GitHub - BCCDC-PHL/WasteFlow: Nextflow pipeline for pathogen surveillance in wastewater

Introduction

The excretion of pathogens by humans during active infection allows the contemporaneous monitoring of outbreaks in wastewater. Wastewater includes liquids drained from toilets, showers, and dishwashers. Sewage is treated across 5 wastewater treatment plants in Metro Vancouver before becoming effluent. Samples are collected prior to treatment from the non-solid fraction, RNA is extracted, and genomic material is sequenced.
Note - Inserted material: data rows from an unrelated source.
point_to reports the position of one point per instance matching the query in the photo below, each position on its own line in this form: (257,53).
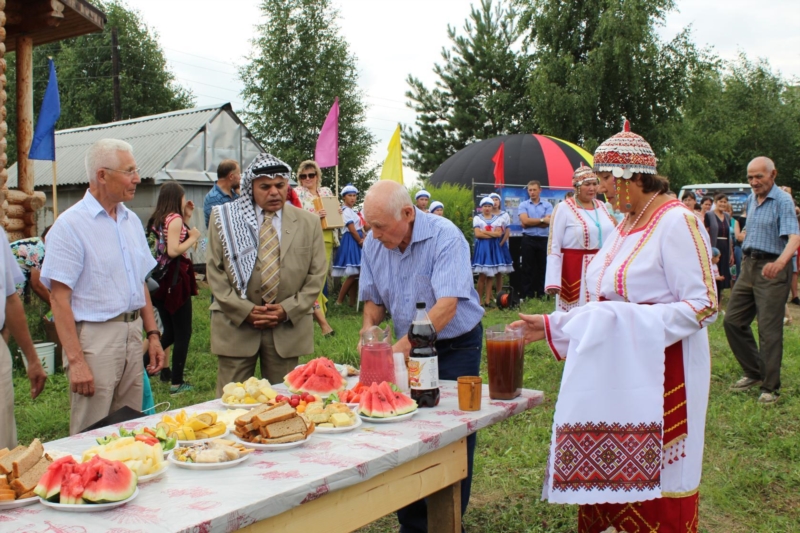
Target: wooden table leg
(444,510)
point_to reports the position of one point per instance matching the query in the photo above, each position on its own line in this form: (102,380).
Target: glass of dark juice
(505,357)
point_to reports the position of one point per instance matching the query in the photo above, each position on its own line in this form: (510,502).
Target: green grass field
(751,477)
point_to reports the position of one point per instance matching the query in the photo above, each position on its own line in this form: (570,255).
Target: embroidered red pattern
(607,456)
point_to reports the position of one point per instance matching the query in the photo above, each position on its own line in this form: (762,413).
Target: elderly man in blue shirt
(534,215)
(409,257)
(229,176)
(96,264)
(762,287)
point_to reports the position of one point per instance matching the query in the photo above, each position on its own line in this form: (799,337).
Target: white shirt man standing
(96,264)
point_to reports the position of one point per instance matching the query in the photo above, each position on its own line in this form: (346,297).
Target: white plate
(344,429)
(207,466)
(87,507)
(198,441)
(273,447)
(247,406)
(390,419)
(156,474)
(13,504)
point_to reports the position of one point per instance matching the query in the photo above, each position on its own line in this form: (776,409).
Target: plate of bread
(273,427)
(20,471)
(332,418)
(213,455)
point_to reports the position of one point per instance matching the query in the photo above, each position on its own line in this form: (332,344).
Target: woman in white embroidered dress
(578,228)
(629,425)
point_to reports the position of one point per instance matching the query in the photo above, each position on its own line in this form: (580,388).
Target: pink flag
(327,152)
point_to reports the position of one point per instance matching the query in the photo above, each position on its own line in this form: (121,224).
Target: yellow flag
(393,166)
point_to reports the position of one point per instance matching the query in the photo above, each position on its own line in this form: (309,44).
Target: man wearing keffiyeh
(266,266)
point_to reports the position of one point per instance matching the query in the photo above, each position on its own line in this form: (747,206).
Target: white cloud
(205,41)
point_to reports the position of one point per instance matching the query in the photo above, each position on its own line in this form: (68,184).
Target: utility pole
(115,75)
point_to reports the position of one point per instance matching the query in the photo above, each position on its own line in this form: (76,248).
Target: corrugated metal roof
(156,139)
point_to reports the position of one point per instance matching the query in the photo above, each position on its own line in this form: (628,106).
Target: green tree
(480,92)
(734,114)
(595,61)
(83,65)
(299,64)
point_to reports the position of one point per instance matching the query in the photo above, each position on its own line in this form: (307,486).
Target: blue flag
(44,136)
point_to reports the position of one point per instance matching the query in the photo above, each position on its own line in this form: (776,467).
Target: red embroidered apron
(572,262)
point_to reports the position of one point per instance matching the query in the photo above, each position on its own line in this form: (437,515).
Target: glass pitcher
(377,360)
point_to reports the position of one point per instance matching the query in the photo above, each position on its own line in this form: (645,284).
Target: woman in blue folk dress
(347,262)
(488,259)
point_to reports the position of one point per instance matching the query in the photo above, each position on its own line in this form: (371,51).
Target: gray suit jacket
(303,269)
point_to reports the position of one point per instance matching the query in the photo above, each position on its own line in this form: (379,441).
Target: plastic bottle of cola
(423,365)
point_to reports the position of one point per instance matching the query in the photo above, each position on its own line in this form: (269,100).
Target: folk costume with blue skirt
(488,257)
(348,256)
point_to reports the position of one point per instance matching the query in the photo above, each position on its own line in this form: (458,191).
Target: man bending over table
(409,257)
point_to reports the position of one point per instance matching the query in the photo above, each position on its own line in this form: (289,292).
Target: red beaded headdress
(625,154)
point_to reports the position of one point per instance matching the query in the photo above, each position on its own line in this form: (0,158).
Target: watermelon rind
(115,482)
(319,376)
(49,486)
This pipeline, WasteFlow, written in Nextflow aims to provide a standardized approach to further resolve presence or absence of SARS-CoV-2 in wastewater, into lineages infecting the population to inform precautionary measures and therapeutic strategies.

Quick-Start

nextflow run BCCDC-PHL/WasteFlow -profile conda --data_dir /path/to/pe/fastq/files/ --ref ./resources/cov2_ref.fasta --primers ./resources/articV5.3.bed

Dependencies

Conda is required to build an environment with required workflow dependencies.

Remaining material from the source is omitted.